I was flooded with emails of “what if’s?” and have you tried x, y, or z. Which only further upset me.
Those who were there to support were throwing out all these unwanted opinions and backhanded snide comments hidden as advice.
My safe place I always felt I could go to for private support became a war zone and I was the enemy.
It was then I think I came to realize maybe I was the enemy. I wasn’t extreme. I wasn’t conforming to others ideas of what I should be doing or how I should be birthing my daughter. I let my true mothers intuition guide me through my journey – not extremists disgusted as advocates.
I stepped down from my personal positions within the organization and worked on distancing myself from the childbirth community as a whole for a while. Not just this organization per say, but even others from the internet community in the same area. Not all… just a few.
I was so hurt by those I had considered friends for so long.
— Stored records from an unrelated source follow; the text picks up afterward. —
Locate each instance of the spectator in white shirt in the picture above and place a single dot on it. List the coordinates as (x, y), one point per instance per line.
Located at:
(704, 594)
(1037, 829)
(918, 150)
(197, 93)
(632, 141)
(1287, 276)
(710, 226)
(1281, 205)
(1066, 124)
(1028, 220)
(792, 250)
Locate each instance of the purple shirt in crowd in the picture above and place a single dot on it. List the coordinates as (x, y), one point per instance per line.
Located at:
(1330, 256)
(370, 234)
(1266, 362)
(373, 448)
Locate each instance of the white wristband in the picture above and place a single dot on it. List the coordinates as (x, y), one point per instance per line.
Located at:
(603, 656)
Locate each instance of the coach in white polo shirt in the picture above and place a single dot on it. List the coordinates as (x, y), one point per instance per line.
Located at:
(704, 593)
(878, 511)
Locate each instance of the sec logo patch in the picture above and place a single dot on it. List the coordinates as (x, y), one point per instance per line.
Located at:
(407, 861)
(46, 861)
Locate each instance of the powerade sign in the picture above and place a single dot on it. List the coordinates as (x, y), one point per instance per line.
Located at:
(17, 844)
The blatant backhanded hurtful comments without knowing the whole painted picture were very telling though.
In the end I had a “emergency” c-section as I went into labor with my daughter three days before her scheduled delivery.
In the end I was able to labor for hours with absolutely no progress like both of my sons even though she was a tiny 5 pound peanut.
In the end the safest delivery – and only delivery method for her to come out… alive… was a c-section.
In the end I realized even more so that there are some women out there in my shoes who will never physically give birth — and there is nothing wrong with that.